House Republicans on Oct. 20 said again they will oppose the new package. They called instead for speeding up offshore oil drilling, lowering taxes on corporations that earn money from overseas subsidiaries, and suspending capital gains taxes.

CWA President Larry Cohen said the Democratic congressional plan is much closer to what an economic stimulus package should be, “but while the stimulus would be immediate, the union’s plan is more long-term. It helps workers get jobs.”

“We’ve seen an enormous handout for Wall Street, now we need real attention to Main Street,” Cohen said. “That means the creation of quality jobs by developing alternate energy sources, necessary repair to our highways, bridges, schools and communities and especially important, investment in the global economic engine for the 21st century, the build-out of high speed Internet networks.”
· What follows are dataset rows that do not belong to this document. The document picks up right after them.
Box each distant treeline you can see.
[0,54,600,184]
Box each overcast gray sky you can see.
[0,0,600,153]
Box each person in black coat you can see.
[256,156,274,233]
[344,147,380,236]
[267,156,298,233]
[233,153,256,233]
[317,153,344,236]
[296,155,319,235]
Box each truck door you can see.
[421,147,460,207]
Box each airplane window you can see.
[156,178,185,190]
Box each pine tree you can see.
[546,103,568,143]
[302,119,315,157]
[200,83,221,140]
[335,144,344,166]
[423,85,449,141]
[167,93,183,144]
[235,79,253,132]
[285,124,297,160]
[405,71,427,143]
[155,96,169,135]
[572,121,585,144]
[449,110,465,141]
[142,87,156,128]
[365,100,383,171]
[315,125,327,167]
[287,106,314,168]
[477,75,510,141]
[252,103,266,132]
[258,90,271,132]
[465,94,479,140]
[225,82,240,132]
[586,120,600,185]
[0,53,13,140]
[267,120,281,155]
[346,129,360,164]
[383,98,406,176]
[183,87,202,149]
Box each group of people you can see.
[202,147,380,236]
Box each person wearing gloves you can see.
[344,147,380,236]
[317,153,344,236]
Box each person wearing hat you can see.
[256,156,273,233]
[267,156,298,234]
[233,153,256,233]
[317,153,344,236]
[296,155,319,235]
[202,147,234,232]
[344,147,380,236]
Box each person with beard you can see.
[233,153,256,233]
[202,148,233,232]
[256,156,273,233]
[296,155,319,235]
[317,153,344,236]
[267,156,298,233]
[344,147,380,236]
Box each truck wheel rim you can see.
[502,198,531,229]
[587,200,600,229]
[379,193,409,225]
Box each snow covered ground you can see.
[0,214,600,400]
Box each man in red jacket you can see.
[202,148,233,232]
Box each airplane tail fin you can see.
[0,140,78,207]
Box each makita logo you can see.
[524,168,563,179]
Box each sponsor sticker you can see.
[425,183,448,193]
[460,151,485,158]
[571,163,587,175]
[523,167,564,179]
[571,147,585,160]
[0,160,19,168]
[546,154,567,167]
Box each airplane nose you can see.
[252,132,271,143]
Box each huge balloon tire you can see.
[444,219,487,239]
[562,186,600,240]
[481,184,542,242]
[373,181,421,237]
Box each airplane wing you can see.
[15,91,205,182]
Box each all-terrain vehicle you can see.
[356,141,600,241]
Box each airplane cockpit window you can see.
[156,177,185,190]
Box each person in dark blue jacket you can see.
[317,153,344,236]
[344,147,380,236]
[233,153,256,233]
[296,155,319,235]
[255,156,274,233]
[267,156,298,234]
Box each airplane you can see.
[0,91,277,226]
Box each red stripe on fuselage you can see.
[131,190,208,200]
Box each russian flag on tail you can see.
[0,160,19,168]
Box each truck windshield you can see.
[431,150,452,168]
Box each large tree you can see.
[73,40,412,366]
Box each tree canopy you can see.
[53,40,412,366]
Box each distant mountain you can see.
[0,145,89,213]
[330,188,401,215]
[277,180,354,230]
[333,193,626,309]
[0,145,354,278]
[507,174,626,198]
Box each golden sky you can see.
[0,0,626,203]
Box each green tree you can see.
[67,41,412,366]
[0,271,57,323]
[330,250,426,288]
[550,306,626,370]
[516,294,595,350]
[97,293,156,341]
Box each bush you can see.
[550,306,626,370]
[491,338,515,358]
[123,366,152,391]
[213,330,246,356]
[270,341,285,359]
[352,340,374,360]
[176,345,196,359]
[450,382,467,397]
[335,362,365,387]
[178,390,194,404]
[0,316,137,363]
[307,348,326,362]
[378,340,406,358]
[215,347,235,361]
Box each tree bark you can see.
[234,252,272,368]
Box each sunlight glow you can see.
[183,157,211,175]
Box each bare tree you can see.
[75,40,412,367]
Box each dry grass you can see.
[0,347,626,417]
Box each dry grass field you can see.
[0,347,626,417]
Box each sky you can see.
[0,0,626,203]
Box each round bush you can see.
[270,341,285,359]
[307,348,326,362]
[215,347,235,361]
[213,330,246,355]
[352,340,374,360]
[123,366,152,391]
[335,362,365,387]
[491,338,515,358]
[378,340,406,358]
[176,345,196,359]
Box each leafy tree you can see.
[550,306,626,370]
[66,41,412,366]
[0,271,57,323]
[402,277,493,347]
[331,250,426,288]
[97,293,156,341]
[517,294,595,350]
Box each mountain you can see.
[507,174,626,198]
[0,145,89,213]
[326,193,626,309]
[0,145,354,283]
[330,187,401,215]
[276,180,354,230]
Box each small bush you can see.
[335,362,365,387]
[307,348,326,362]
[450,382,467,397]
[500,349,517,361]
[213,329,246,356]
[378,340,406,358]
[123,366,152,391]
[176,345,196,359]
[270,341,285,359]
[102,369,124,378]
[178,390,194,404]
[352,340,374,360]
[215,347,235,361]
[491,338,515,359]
“Jobs for workers come first,” Cohen told the World in an Oct. 20 telephone interview, “before lawmakers grant any further bailouts to Wall Street or breaks to corporations that outsource jobs.”

He said health care reform is needed because the present system leaves 46 million uninsured and the number grows even as workers switch jobs. He said universal health care is also needed because employers who do provide quality health care are left at a competitive disadvantage with those, “like Wal-Mart, who don’t.”

Asked why the Employee Free Choice Act is critical to economic recovery, Cohen said, “It would not only help level the playing field between workers and bosses in organizing drives and at the bargaining table but it is essential if there is to be a counterweight to corporate greed. It also gives workers the bargaining power they need to restore their standard of living which eroded under Bush, and is even more endangered now with the financial crush. Real bargaining rights are the best economic stimulus for restoring our middle class.”

Under pressure from an angry working class and its unions, John McCain has increasingly tried in his campaign to portray the GOP, because of its tax policy, as the true friend of the middle class. His recent dialogue with the so-called Joe the Plumber is one example.

McCain campaign efforts in that regard, however, may be backfiring. With the help of Plumbers and Pipefitters Local 440 in Indiana, which is now a battleground state, the World contacted a real “Joe the Plumber.”

“I heard his plan about health care, where McCain wants to tax our benefits,” said Joe Gutzwiller, a licensed plumber in Indianapolis. “Who is he trying to kid? He wants to tax our benefits and he’s all for the big corporations. He would leave all of us middle-class people entirely out of the picture. Obama is trying to give the middle class a tax break and that will help stimulate the economy.”